1

I have a huge data frame with about 1041507 rows.
I wanted to calculate a rolling_median for certain values, under certain categories in my data frame. For this I used a groupBy follwed by apply:

df['rolling_median']=df['value'].groupby(['Category','Subcategory']).apply(pd.rolling_median,7,min_periods=7)

However, this given me a MemoryError: skiplist_insert failed. I will attach the full Traceback if needed, but I came across another similar post which specifies that this is an issue in pandas, as can be seen here https://github.com/pydata/pandas/issues/11697. For a very large size >~ 35000

After this i tried to do a bit of manipulation to simply get the rolling median by iterating over each group separately

for index,group in df.groupby(['Category','Subcategory']):
    print pd.rolling_median(group['value'],7,min_period=7)

Each group is about 20-25 rows long only. Yet this function fails and shows the same MemoryError after a few iterations. I ran the code several times, and every time it showed the memory error for different items.

I created some dummy values for anyone to test, here:

index=[]
[index.append(x) for y in range(25) for x in np.arange(34000)]
sample=pd.DataFrame(np.arange(34000*25),index=index)

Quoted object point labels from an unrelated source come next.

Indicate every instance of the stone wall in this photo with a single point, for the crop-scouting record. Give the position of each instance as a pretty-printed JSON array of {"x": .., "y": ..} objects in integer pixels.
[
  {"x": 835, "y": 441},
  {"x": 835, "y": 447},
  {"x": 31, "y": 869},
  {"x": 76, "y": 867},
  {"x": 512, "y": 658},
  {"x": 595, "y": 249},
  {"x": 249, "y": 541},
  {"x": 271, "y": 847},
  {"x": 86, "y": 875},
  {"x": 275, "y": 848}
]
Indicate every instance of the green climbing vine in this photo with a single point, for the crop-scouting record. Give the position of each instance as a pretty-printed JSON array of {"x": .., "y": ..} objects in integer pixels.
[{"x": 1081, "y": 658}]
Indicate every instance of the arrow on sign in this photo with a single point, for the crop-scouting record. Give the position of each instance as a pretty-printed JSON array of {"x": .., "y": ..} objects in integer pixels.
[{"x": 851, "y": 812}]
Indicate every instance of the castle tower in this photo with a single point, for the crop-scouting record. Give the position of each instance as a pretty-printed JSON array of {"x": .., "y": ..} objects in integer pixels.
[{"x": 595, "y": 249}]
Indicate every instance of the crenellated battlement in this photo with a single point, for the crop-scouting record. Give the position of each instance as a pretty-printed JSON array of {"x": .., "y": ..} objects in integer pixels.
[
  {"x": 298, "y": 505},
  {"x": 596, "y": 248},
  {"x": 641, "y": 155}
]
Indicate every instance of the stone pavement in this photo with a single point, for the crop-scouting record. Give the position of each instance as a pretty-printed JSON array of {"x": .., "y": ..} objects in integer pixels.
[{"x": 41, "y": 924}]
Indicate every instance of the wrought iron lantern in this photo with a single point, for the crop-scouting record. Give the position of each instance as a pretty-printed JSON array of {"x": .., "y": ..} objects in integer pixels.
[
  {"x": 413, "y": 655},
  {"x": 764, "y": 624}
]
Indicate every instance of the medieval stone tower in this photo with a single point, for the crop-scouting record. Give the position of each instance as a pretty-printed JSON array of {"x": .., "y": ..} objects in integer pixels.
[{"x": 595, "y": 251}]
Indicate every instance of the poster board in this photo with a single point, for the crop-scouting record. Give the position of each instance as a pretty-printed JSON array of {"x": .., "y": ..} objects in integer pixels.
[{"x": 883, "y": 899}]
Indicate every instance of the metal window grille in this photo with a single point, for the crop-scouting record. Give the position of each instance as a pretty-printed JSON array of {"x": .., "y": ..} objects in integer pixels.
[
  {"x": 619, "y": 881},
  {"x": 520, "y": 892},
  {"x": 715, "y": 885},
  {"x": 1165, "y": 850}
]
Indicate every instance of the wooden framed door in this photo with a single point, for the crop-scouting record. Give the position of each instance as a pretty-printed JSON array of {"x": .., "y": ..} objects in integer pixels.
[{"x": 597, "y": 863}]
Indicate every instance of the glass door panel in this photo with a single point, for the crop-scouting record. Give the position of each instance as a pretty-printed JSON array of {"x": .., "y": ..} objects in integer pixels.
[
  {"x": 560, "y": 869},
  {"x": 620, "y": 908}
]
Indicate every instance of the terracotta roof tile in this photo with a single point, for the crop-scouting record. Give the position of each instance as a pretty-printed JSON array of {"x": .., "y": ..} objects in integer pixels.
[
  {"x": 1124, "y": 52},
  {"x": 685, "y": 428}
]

for index,group in sample.groupby(level=0):
    try:
        pd.rolling_median(group[0],7,7)
    except MemoryError:
        print a
        print pd.rolling_median(group[0],7,7)

If i run the rolling_median again after encountering the memoryError (as you can see in the above code), it runs fine without another exception-

I am not sure how can I calculate my rolling_median if it keeps throwing the memory Error. Can anyone tell me a better way to calculate the rolling_median, or help me understand the issue here?

CoderBC
  • 1,262
  • 2
  • 13
  • 30
  • I don't have the problem (python 3.4, pandas 0.17). What pandas version do you have? – IanS Mar 10 '16 at 14:14
  • Yes, that could be an issue, I have 2.7.11 python and pandas 0.17 – CoderBC Mar 10 '16 at 14:24
  • @IanS I tried in python 3.5.1: same error. – CoderBC Mar 10 '16 at 14:46
  • Have you tried looking at this question: http://stackoverflow.com/questions/14262433/large-data-work-flows-using-pandas – IanS Mar 10 '16 at 15:14
  • I've tried with 500,000 (*25) rows instead of 34,000 in your example, and it still works (and my python session only uses about as much memory as my browser...). – IanS Mar 10 '16 at 15:21
  • You might also want to look at this: http://stackoverflow.com/questions/35782929/pandas-groupby-memory-deallocation. It has no answer (for now) but the OP already makes a few helpful suggestions. – IanS Mar 10 '16 at 15:41

2 Answers2

0

The groupby doesn't look right and should change

df['rolling_median']=df['value'].groupby(['Category','Subcategory']).apply(pd.rolling_median,7,min_periods=7)

to

df['rolling_median']=df.groupby(['Category','Subcategory'])['value'].apply(pd.rolling_median,7,min_periods=7)

Otherwise the the groupby won't work as it is a series with column named ["value"] so can't groupby ['Category','Subcategory'] as not present.

Also the groupby is going to be smaller than the length of the dataframe and creating the df['rolling_median'] will cause a length mismatch.

Hope that helps.

bamdan
  • 836
  • 7
  • 21
  • Yes you are right about that issue, in my code actually the category and subcategory are an index, so what I am doing is something like this: `df['rolling_mean']=df['value'].groupby(level=[0,1]).apply(pd.rolling_median,7,7) ` And it does work for me if instead of rolling_median I use a rolling_mean. But my question is not about a length mismatch – CoderBC Mar 10 '16 at 14:28
  • Ok sure thanks for explanation. Will have a look and see if I can reproduce. – bamdan Mar 10 '16 at 14:54
0

The bug has been fixed in Pandas 0.18.0, and now the methods rolling_mean() and rolling_median() have depreciated.

This was the bug: https://github.com/pydata/pandas/issues/11697

Can be viewed here: http://pandas.pydata.org/pandas-docs/stable/computation.html

CoderBC
  • 1,262
  • 2
  • 13
  • 30